United Airlines offers air miles for vulnerability information
United Airlines has become the first airline to start a bug bounty program and instead of monetary rewards, it offers air miles: a million for remote code execution bugs, 250,000 miles for medium severity vulnerabilities (authentication bypasses, timing attacks, etc.), and 50,000 for cross-site scripting and cross-site request forgery flaws, as well as third-party issues that affect the company.
Only members of its MileagePlus program can apply, so bug hunters who aren’t will have to become members before sending in their submission.
The bug bounty program encourages researchers to find vulnerabilities in the company’s customer-facing websites, its app, and third-party programs loaded by united.com or its other online properties.
Bugs that only affect legacy or unsupported browsers, plugins or operating systems will not be taken into consideration for rewards, and so will not bugs on the company’s internal sites, partner sites, or bugs on onboard Wi-Fi, entertainment systems or avionics.

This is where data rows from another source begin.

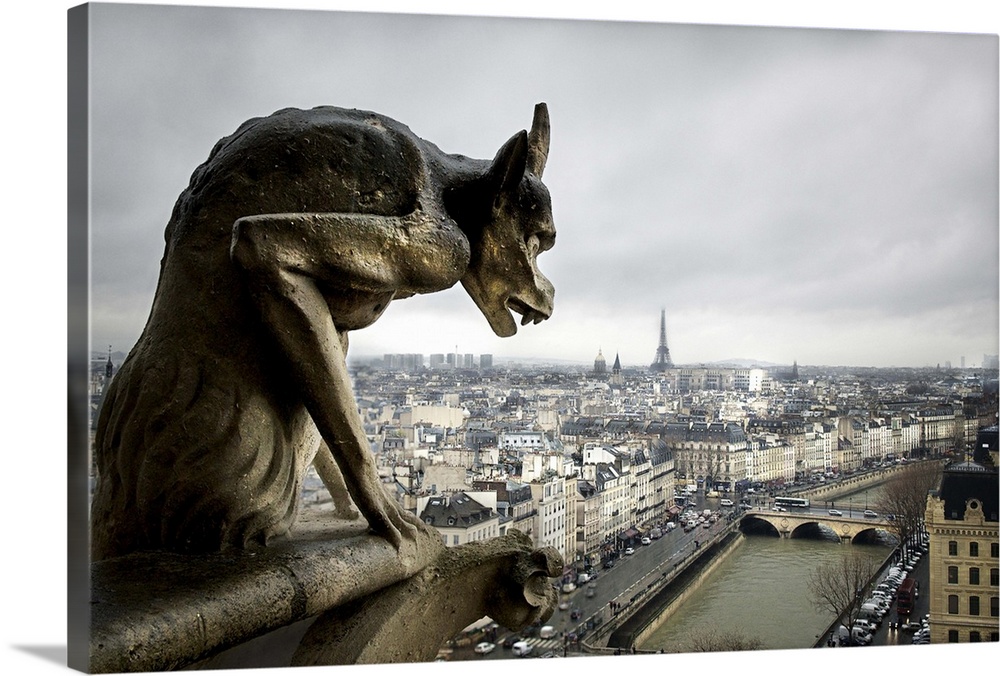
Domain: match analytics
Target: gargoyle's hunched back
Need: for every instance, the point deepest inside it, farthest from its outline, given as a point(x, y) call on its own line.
point(300, 227)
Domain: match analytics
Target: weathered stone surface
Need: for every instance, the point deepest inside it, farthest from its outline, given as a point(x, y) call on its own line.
point(310, 599)
point(299, 228)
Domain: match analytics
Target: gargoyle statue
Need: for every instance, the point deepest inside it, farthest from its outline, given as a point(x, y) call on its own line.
point(300, 227)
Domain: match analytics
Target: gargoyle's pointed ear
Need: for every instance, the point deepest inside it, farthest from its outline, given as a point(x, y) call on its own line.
point(508, 166)
point(538, 140)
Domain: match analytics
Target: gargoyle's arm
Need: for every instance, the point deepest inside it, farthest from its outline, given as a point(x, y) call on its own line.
point(286, 260)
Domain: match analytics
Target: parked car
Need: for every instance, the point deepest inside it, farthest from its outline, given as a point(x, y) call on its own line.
point(521, 649)
point(511, 640)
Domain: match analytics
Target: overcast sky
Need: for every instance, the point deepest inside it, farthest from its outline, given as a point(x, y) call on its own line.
point(767, 145)
point(823, 196)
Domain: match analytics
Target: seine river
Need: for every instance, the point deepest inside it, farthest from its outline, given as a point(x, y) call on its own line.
point(760, 591)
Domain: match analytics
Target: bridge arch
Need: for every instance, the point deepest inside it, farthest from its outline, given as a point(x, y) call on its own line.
point(792, 525)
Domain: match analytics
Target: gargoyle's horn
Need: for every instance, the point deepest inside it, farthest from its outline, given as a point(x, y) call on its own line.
point(538, 140)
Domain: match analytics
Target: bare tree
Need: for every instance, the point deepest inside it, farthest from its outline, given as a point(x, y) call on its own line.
point(841, 586)
point(903, 497)
point(711, 640)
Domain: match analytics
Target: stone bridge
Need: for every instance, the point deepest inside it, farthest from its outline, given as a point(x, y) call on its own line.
point(788, 524)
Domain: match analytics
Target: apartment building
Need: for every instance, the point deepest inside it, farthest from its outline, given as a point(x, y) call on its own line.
point(964, 555)
point(460, 518)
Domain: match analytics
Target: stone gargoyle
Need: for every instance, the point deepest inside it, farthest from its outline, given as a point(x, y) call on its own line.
point(300, 227)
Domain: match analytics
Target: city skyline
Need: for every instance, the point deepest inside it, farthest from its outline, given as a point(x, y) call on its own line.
point(822, 195)
point(185, 128)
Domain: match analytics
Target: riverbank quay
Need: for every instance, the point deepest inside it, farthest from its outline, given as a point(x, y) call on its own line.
point(626, 621)
point(827, 638)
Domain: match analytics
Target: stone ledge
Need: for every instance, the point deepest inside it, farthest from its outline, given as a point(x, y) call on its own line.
point(160, 611)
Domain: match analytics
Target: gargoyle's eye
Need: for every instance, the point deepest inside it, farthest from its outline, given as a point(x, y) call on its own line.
point(532, 243)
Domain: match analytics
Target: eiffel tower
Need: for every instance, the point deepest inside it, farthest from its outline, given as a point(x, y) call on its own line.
point(662, 362)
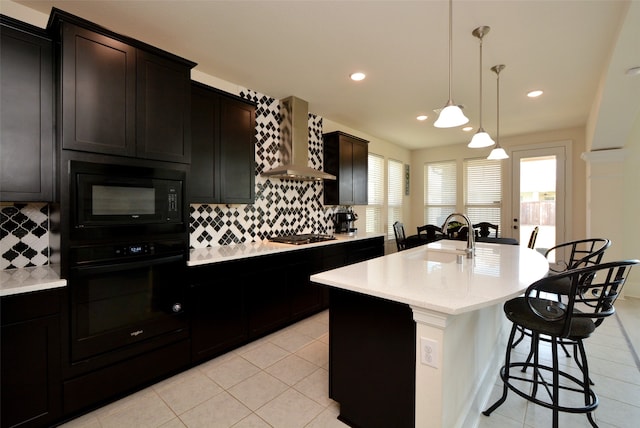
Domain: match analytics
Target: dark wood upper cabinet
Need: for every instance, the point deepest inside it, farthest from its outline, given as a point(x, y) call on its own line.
point(163, 109)
point(119, 96)
point(26, 113)
point(223, 147)
point(345, 156)
point(98, 88)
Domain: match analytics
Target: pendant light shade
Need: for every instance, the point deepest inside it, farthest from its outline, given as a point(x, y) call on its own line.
point(451, 115)
point(481, 138)
point(498, 152)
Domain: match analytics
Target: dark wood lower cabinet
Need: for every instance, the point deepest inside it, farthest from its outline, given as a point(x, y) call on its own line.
point(238, 301)
point(229, 304)
point(30, 359)
point(372, 360)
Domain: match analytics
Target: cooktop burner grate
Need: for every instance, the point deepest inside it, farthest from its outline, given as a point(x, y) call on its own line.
point(307, 238)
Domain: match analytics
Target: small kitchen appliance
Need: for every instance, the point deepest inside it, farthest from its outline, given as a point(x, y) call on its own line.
point(344, 222)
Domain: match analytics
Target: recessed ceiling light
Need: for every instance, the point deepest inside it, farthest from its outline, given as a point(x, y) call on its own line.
point(633, 71)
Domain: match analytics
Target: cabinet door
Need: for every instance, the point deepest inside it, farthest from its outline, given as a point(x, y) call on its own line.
point(346, 172)
point(163, 109)
point(219, 320)
point(346, 157)
point(306, 297)
point(237, 151)
point(359, 170)
point(30, 359)
point(204, 187)
point(98, 93)
point(267, 296)
point(26, 118)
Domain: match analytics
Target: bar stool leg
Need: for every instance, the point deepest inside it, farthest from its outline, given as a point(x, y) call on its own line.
point(504, 374)
point(584, 366)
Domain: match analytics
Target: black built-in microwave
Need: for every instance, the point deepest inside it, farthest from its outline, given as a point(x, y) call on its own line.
point(119, 200)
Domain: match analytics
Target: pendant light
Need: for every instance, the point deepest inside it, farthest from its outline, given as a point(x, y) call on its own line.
point(498, 152)
point(451, 115)
point(481, 138)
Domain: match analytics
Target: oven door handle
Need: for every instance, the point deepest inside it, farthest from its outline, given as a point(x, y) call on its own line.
point(114, 267)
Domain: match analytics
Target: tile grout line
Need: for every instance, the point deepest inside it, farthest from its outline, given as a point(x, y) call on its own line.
point(634, 354)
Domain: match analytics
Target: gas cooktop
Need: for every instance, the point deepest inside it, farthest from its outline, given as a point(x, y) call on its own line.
point(307, 238)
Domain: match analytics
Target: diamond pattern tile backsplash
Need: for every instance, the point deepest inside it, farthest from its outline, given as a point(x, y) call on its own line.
point(281, 206)
point(24, 235)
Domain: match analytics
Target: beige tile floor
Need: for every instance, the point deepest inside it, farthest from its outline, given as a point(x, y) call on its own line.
point(282, 381)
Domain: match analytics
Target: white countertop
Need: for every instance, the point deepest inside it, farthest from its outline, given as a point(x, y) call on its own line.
point(429, 276)
point(223, 253)
point(25, 280)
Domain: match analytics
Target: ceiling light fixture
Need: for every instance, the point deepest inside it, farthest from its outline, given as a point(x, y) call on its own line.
point(498, 152)
point(633, 71)
point(481, 138)
point(451, 115)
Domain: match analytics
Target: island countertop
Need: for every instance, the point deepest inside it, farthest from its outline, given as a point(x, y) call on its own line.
point(429, 276)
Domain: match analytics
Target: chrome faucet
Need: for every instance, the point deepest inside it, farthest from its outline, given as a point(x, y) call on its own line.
point(471, 243)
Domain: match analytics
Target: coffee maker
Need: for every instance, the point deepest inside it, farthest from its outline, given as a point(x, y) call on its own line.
point(344, 222)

In fact, testing and searching for bugs in the company’s aircrafts or aircraft systems such as inflight entertainment or inflight Wi-Fi could lead to “permanent disqualification from the bug bounty program and possible criminal and/or legal investigation.”
This particular injunction is probably (at least partially) a result of the recent hubbub raised by a tweet made by security researcher Chris Roberts, in which he joked about probing the systems of the airplane he was on for vulnerabilities.
The company similarly forbids brute-force and DoS attacks, code injection on live systems, physical and social engineering attacks against United employees, employees of partner airlines, and customers, fiddling with MileagePlus accounts that are not the researcher’s, and automated scans on United servers.